# Requirements?



## animalluvr (Feb 12, 2011)

I would love to be able to show my fainting goats, but unfortunately I'm not able to. I mostly just raise them & have them as my pets. I occasionally have kids for sale & right now I have 1 doe & 1 buck for sale that are 3 months old. I have someone interested in them for showing in 4H. My questions are...

When selling kids for showing/4H, what are the requirements? 
For example... 
1. can you show a goat with horns or do they have to be disbudded? 
2. do bucks have to be castrated/a whether? 
3. do they have to have tattoos or ear tags (or both)? 
4. Do they have to be a certain age? 
5. do they have to be registered (this is no problem, all my fainters are 100% & registered)? 
Is there anything I have to do to make the goat showable or is this up to the buyer?

Also, how old do they have to be to get ear tags or to get disbudded or castrated?

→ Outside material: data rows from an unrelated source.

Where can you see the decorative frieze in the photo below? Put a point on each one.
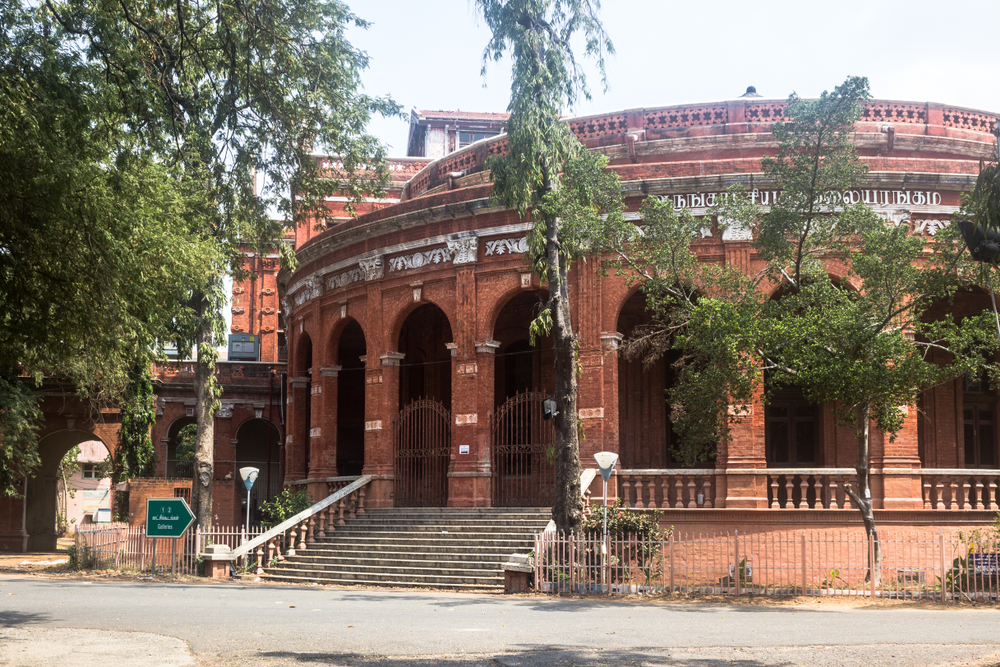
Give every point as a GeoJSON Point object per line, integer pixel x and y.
{"type": "Point", "coordinates": [513, 246]}
{"type": "Point", "coordinates": [419, 259]}
{"type": "Point", "coordinates": [372, 268]}
{"type": "Point", "coordinates": [346, 278]}
{"type": "Point", "coordinates": [611, 340]}
{"type": "Point", "coordinates": [740, 410]}
{"type": "Point", "coordinates": [464, 251]}
{"type": "Point", "coordinates": [929, 227]}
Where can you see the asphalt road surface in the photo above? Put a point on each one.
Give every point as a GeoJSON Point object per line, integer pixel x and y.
{"type": "Point", "coordinates": [72, 623]}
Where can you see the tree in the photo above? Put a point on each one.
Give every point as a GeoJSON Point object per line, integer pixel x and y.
{"type": "Point", "coordinates": [546, 170]}
{"type": "Point", "coordinates": [94, 250]}
{"type": "Point", "coordinates": [862, 339]}
{"type": "Point", "coordinates": [222, 93]}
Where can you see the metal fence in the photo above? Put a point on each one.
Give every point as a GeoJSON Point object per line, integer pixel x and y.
{"type": "Point", "coordinates": [124, 547]}
{"type": "Point", "coordinates": [914, 565]}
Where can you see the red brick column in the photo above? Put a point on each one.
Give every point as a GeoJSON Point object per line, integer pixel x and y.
{"type": "Point", "coordinates": [381, 411]}
{"type": "Point", "coordinates": [329, 377]}
{"type": "Point", "coordinates": [745, 450]}
{"type": "Point", "coordinates": [298, 430]}
{"type": "Point", "coordinates": [901, 482]}
{"type": "Point", "coordinates": [610, 340]}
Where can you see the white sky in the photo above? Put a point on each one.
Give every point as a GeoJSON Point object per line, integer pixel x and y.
{"type": "Point", "coordinates": [427, 54]}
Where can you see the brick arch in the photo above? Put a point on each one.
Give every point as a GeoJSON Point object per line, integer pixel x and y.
{"type": "Point", "coordinates": [332, 351]}
{"type": "Point", "coordinates": [398, 319]}
{"type": "Point", "coordinates": [40, 494]}
{"type": "Point", "coordinates": [500, 299]}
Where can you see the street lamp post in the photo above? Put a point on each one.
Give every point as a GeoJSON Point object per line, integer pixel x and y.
{"type": "Point", "coordinates": [606, 464]}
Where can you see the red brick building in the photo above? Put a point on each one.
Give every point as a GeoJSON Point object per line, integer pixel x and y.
{"type": "Point", "coordinates": [409, 360]}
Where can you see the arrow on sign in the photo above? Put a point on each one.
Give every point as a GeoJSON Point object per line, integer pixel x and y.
{"type": "Point", "coordinates": [167, 517]}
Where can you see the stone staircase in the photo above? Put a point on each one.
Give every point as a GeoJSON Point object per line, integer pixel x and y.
{"type": "Point", "coordinates": [458, 549]}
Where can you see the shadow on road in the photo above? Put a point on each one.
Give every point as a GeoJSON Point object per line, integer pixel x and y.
{"type": "Point", "coordinates": [533, 658]}
{"type": "Point", "coordinates": [16, 618]}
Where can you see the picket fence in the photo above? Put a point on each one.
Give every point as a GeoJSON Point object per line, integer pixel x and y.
{"type": "Point", "coordinates": [914, 565]}
{"type": "Point", "coordinates": [124, 547]}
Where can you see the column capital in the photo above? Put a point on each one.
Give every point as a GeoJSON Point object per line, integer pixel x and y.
{"type": "Point", "coordinates": [391, 358]}
{"type": "Point", "coordinates": [487, 346]}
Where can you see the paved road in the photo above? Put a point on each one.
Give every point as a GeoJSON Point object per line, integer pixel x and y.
{"type": "Point", "coordinates": [232, 624]}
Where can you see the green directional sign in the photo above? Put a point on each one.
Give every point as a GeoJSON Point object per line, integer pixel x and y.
{"type": "Point", "coordinates": [167, 517]}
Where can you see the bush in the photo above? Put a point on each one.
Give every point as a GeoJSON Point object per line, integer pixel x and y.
{"type": "Point", "coordinates": [623, 521]}
{"type": "Point", "coordinates": [284, 506]}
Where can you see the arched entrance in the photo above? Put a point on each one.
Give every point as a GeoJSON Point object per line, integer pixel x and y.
{"type": "Point", "coordinates": [523, 474]}
{"type": "Point", "coordinates": [40, 491]}
{"type": "Point", "coordinates": [351, 400]}
{"type": "Point", "coordinates": [423, 428]}
{"type": "Point", "coordinates": [257, 446]}
{"type": "Point", "coordinates": [645, 433]}
{"type": "Point", "coordinates": [81, 488]}
{"type": "Point", "coordinates": [180, 463]}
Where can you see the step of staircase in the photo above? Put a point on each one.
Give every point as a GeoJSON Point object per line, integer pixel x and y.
{"type": "Point", "coordinates": [456, 549]}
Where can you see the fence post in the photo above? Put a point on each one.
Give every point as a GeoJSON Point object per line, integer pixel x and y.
{"type": "Point", "coordinates": [803, 562]}
{"type": "Point", "coordinates": [944, 595]}
{"type": "Point", "coordinates": [671, 562]}
{"type": "Point", "coordinates": [736, 550]}
{"type": "Point", "coordinates": [871, 563]}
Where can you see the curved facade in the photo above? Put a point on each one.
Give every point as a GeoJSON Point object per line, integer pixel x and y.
{"type": "Point", "coordinates": [407, 327]}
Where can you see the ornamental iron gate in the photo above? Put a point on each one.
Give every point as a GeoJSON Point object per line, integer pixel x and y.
{"type": "Point", "coordinates": [423, 451]}
{"type": "Point", "coordinates": [523, 474]}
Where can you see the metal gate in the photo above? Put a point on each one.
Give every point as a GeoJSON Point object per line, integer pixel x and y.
{"type": "Point", "coordinates": [523, 474]}
{"type": "Point", "coordinates": [423, 450]}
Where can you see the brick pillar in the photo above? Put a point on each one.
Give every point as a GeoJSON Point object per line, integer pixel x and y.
{"type": "Point", "coordinates": [901, 482]}
{"type": "Point", "coordinates": [329, 378]}
{"type": "Point", "coordinates": [298, 430]}
{"type": "Point", "coordinates": [610, 341]}
{"type": "Point", "coordinates": [744, 451]}
{"type": "Point", "coordinates": [467, 468]}
{"type": "Point", "coordinates": [381, 411]}
{"type": "Point", "coordinates": [485, 393]}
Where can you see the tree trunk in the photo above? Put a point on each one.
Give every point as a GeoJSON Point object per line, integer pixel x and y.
{"type": "Point", "coordinates": [863, 498]}
{"type": "Point", "coordinates": [204, 458]}
{"type": "Point", "coordinates": [568, 509]}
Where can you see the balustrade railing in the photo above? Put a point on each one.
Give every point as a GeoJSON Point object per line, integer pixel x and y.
{"type": "Point", "coordinates": [809, 488]}
{"type": "Point", "coordinates": [668, 489]}
{"type": "Point", "coordinates": [301, 530]}
{"type": "Point", "coordinates": [959, 489]}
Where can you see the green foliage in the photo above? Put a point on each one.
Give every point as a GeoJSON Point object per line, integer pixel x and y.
{"type": "Point", "coordinates": [623, 522]}
{"type": "Point", "coordinates": [19, 416]}
{"type": "Point", "coordinates": [285, 505]}
{"type": "Point", "coordinates": [187, 445]}
{"type": "Point", "coordinates": [844, 288]}
{"type": "Point", "coordinates": [135, 456]}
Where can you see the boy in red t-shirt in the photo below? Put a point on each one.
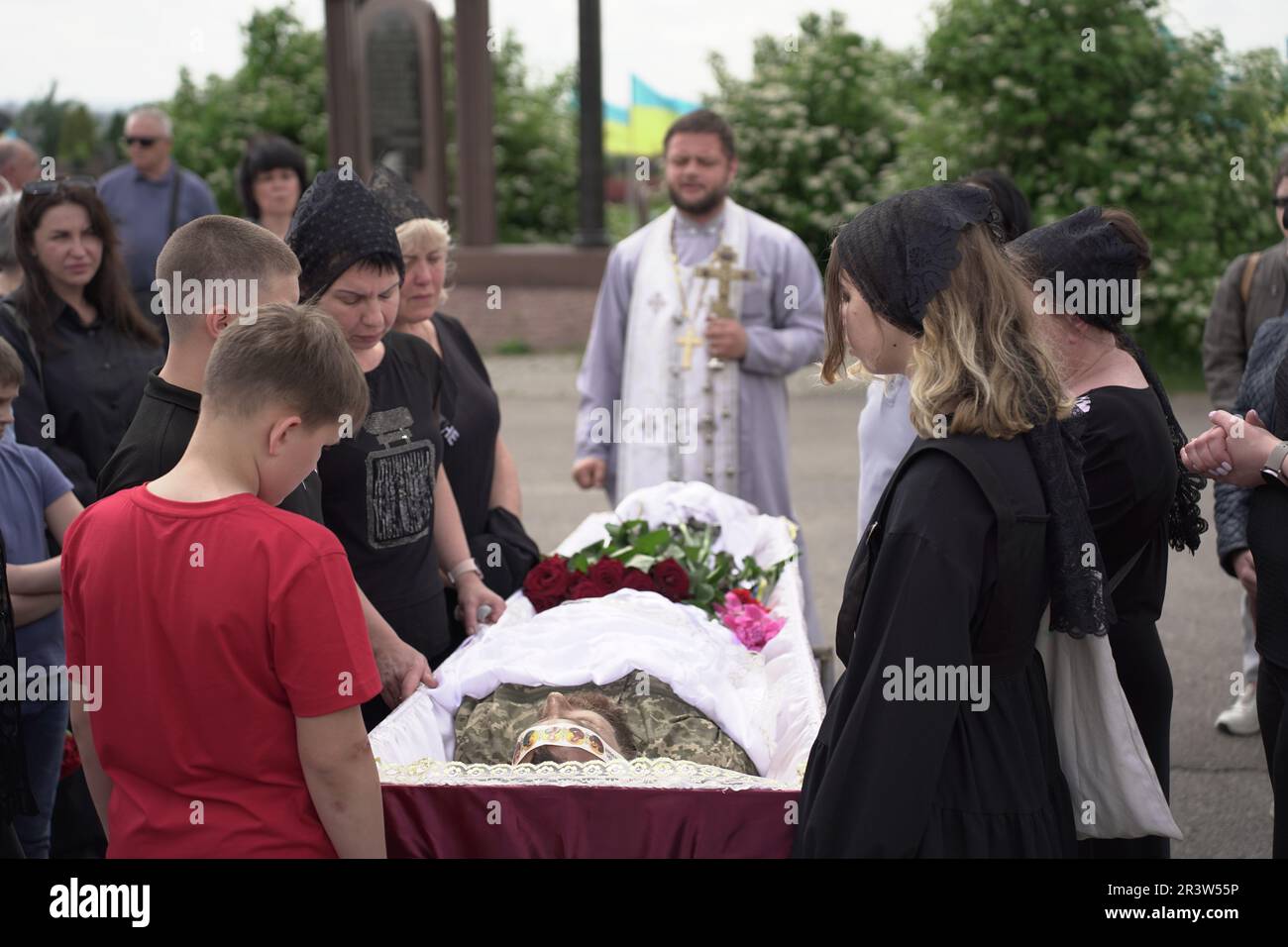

Do they have to be young or can this be done once they are older or grown?


----------



## ksalvagno (Oct 6, 2009)

You would have to find out with the local 4H and FFA clubs about the horns. I don't know with Fainters but dairy goats have to be disbudded and Boer goats usually aren't disbudded and I believe Pygmy goats usually don't have to be disbudded.

Actually, you would need to find all your questions out with your local shows and 4H. In the state of Ohio, they have to have a tattoo or tag to identify them for scrapies. A registration tattoo from a registry is fine as long as it is accompanied with the registration.

I would guess that no bucks allowed. I know in any 4H around here it is either wethers or does.

4H kids have to have their goat by a certain date and that date depends on when the fair is. You don't have to do anything to get them ready for show, that is up to the kids.


----------



## caprine crazy (Jun 12, 2012)

In Indiana, if it is a meat goat, it must have a scrapies tag. It does not have to be registered and if they are showing a male, it must be a wether with no extra tissue. So, if you use the cutting method to wether you can't do that because that leaves extra skin down there. It has to be all gone. Out here the wether must be born after a certain date and cannot be over a year old. You don't have to do anything for the does because you can show them at any age in 4H. I would definiately check with your county 4H extension to ask when wethers have to born so you know which ones 4Hers can choose from.


----------